Les droits qu’on arrive à conquérir sont toujours très fragiles. Ce sont les premiers attaqués. S’il y a un relâchement au niveau des mobilisations, il y a des tentations de les remettre en cause. Ainsi, quand on propose d’améliorer le droit à l’IVG afin d’éviter à des femmes d’aller avorter à l’étranger, une frange très réactionnaire de la droite s’y oppose.

Et pendant ce temps-là, que font la majorité et le gouvernement ? Rappelons que l’égalité femmes/hommes est toujours censée être la « grande cause du quinquennat »...

Cette proposition de loi était transpartisane, nous l’avons soutenue au groupe communiste républicain citoyen et écologiste.

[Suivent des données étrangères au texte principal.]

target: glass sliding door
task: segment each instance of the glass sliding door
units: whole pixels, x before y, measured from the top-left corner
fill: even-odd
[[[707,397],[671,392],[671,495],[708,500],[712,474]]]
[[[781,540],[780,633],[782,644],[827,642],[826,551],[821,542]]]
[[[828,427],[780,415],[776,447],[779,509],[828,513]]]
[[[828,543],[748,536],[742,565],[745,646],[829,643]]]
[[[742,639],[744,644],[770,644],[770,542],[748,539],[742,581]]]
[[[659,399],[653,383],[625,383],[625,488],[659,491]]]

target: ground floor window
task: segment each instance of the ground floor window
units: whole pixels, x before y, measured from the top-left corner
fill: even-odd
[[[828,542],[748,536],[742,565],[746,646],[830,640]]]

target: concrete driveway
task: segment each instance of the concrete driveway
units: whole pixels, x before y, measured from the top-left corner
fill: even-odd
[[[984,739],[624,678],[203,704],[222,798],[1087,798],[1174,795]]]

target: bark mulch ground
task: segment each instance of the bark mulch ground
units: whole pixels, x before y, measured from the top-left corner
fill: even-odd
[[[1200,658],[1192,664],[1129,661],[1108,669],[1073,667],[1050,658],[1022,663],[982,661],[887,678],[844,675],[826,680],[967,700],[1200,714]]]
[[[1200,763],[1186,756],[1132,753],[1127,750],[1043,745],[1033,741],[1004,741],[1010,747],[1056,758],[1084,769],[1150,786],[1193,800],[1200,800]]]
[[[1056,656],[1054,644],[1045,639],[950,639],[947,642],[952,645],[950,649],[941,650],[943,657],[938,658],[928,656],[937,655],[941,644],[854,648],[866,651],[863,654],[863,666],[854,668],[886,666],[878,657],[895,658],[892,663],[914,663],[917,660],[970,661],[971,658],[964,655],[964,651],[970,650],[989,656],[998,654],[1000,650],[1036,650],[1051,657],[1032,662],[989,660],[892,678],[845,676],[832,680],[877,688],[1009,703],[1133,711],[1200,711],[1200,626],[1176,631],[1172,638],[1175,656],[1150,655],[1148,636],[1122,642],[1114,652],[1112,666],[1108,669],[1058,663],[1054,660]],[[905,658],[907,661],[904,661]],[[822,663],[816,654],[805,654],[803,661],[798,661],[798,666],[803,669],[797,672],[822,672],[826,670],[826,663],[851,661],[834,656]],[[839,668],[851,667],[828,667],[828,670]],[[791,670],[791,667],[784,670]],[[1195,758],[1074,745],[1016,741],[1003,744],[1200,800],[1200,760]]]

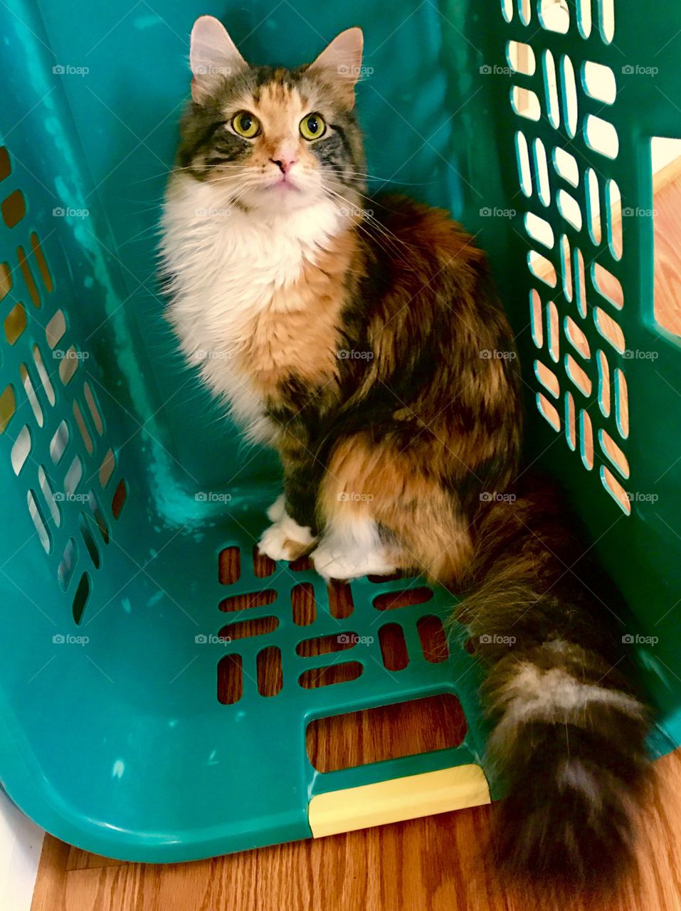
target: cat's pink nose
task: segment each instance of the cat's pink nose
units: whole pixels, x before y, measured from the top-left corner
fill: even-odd
[[[272,164],[277,165],[282,174],[286,174],[287,171],[290,171],[296,163],[296,159],[289,155],[282,155],[280,159],[270,159],[269,160]]]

Mais il y a eu une difficulté, c’est qu’au Sénat, il n’y a pas de groupe parlementaire équivalent à celui d’Albane Gaillot. Cette proposition de loi aurait pu, éventuellement, être portée par LREM, mais ils ne l’ont pas fait. Du coup, c’est le Parti socialiste qui a accepté de le présenter dans sa niche [2]. Maintenant, la balle est dans le camp du gouvernement. Pour que la proposition de loi soit à l’ordre du jour, il faut qu’il tape du poing. C’est une question de volonté politique. On va bien voir s’il s’en mêle et accepte de soutenir une proposition de loi qui vise à conforter les droits des femmes… Peut-être que le ministre de la Santé pourrait accepter l’allongement, mais il est totalement farouche à la suppression de la double clause. Reste qu’il est extrêmement difficile de dialoguer avec Olivier Véran. C’est quelqu’un de très suffisant, avec qui le débat n’est absolument pas possible.

 

Propos recueillis par Loïc Le Clerc

Notes

[1Une proposition de loi émane d’un parlementaire, à l’inverse d’un projet de loi à l’initiative du gouvernement.

[2La niche parlementaire représente le jour de l’année où les groupes d’oppositions peuvent présenter leur propre ordre du jour.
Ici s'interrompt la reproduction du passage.